A large part of what the Lord has been doing in me is to do with what I will be addressing in this blog – what He stirred up in me with regard to intimacy has affected a large part of how I come to the whole issue of worship generally, from leading at the front to worshiping in my bedroom.
It started when I began to get into the habit of taking time just with my keyboard to worship the Lord freely, often not trying to go for any particular worship song, but rather just singing out of my heart to the Lord. I must have been doing this for over two years now, and if you can play piano or guitar or just sing, it is a great thing to do. The presence of the Lord would become much more real to me during these times of worship.
But I had a problem.
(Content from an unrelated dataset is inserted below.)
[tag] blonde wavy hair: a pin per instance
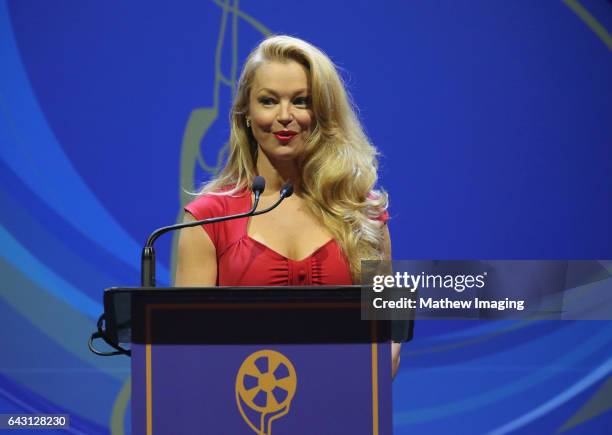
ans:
(339, 165)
Often the experience of worshipping in His presence ignited creativity. This is a good thing; the problem was my desire to start writing songs down! I would be playing away and would find myself singing something, and my mind would say “Ooh, this is great, we should make this into a song to record and use in church and stuff” and I would stop and write things down and start working out more lyrics and chords and a tune… but by that time I had lost the flow of worship, and the presence of the Lord would start to lift. I obviously felt this was a shame but the Lord helped me to profoundly recognise something.
As I have said, the great tunes and words that I was finding in these spontaneous times of worship were all good – it is creativity inspired by His presence. However my desire to write these things down was evidence – in a sense – of a man-pleasing attitude in me, a desire to have something great to bring to the congregation. Now, I’m not averse to creativity, in fact I would love to spend more time to promote the subject. But there is a matter of priority to address. As great as bringing creative songs to the church is, it is secondary to my actual worship of the Lord!
There were times when I would get frustrated because I would afterwards forget the great lyric and/or melody I had been singing, and so I could not write it down. It was here that the Lord graciously chided me and helped reorder my priorities: worship is first for the Lord. He made it evident to me that it was silly to get worried about not having written the song down after it had already served its purpose.
Picture it: if I am worshipping the Lord, one on one, out of a heart-flow of worship, and out comes a song no-one has ever heard, what do I need to worry? The Lord is hearing it and loves it! It was born for Him out of my heart in union with His creative Spirit, and as it comes back to Him it blesses Him to receive it from one of His children. If He and I were the only ones to ever hear the melody, chords and lyrics, surely I should enjoy the intimacy of that. There are things only husbands and wives know about each other because of their closeness, and we can enjoy that same preciousness with the Lord.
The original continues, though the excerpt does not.